今日、クライミングジムへいって準備体操をしていると「バーン」という音がしてた。
何か大きなものでも落ちたのかなと思っていると、人がうずくまっている。

どうやらケガ人が出たようだ。

ボルダ―エリアのスラブ壁の最上部より足が滑って下のマットの隙間に足が挟まってしまった。
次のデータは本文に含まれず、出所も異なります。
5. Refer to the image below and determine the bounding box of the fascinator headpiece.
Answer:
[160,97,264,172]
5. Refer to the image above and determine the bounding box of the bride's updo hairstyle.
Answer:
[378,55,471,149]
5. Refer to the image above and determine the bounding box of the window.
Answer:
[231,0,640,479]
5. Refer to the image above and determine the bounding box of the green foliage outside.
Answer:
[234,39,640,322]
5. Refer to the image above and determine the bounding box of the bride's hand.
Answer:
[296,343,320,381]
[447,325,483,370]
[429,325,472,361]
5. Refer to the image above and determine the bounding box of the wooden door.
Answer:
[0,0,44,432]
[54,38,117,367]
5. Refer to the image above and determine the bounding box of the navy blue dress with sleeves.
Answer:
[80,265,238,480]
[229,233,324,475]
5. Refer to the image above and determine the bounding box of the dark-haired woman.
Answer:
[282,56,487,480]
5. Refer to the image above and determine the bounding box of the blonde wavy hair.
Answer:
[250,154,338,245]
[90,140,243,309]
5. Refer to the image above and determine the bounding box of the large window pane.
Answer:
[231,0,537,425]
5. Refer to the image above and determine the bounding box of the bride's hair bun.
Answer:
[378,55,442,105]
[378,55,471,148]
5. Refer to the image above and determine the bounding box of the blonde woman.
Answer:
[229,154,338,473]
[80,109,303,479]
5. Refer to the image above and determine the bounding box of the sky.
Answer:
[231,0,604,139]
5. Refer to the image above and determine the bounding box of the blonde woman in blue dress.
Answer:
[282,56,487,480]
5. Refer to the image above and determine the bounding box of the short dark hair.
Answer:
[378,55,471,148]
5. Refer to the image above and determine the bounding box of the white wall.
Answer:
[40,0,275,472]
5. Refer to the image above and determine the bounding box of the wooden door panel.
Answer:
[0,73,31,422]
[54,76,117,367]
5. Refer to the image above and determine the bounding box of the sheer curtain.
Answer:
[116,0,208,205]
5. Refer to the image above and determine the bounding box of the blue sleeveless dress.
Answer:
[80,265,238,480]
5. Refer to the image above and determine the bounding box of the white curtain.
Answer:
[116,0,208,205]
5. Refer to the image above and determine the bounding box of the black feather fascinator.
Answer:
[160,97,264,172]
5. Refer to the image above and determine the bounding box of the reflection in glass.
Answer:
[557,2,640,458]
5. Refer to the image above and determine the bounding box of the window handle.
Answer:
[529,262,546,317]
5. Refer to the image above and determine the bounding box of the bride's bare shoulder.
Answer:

通常なら、捻挫か単純な骨折といったところだが、今回のケースは解放骨折。

開放骨折とは折れた骨が皮膚を突き破っている状態の骨折のことをいい感染の危険性がある。
なにしろ骨がむき出しになっているので細菌感染しやすいのである。


残念ながら私が近くに行ったときにはタオルで患部を抑えている状態だった。
せめて滅菌ガーゼで…と思ったが後の祭りであった。

周りの人々はおろおろするばかりで何もする様子がないので、私がいろいろ指示を出した。

WFA(ウィルダネスファーストエイド)においても開放性骨折の処置を学ぶ。
しかしこの場合はウィルダネス(野外)とは言えないので、積極的な処置は求められない。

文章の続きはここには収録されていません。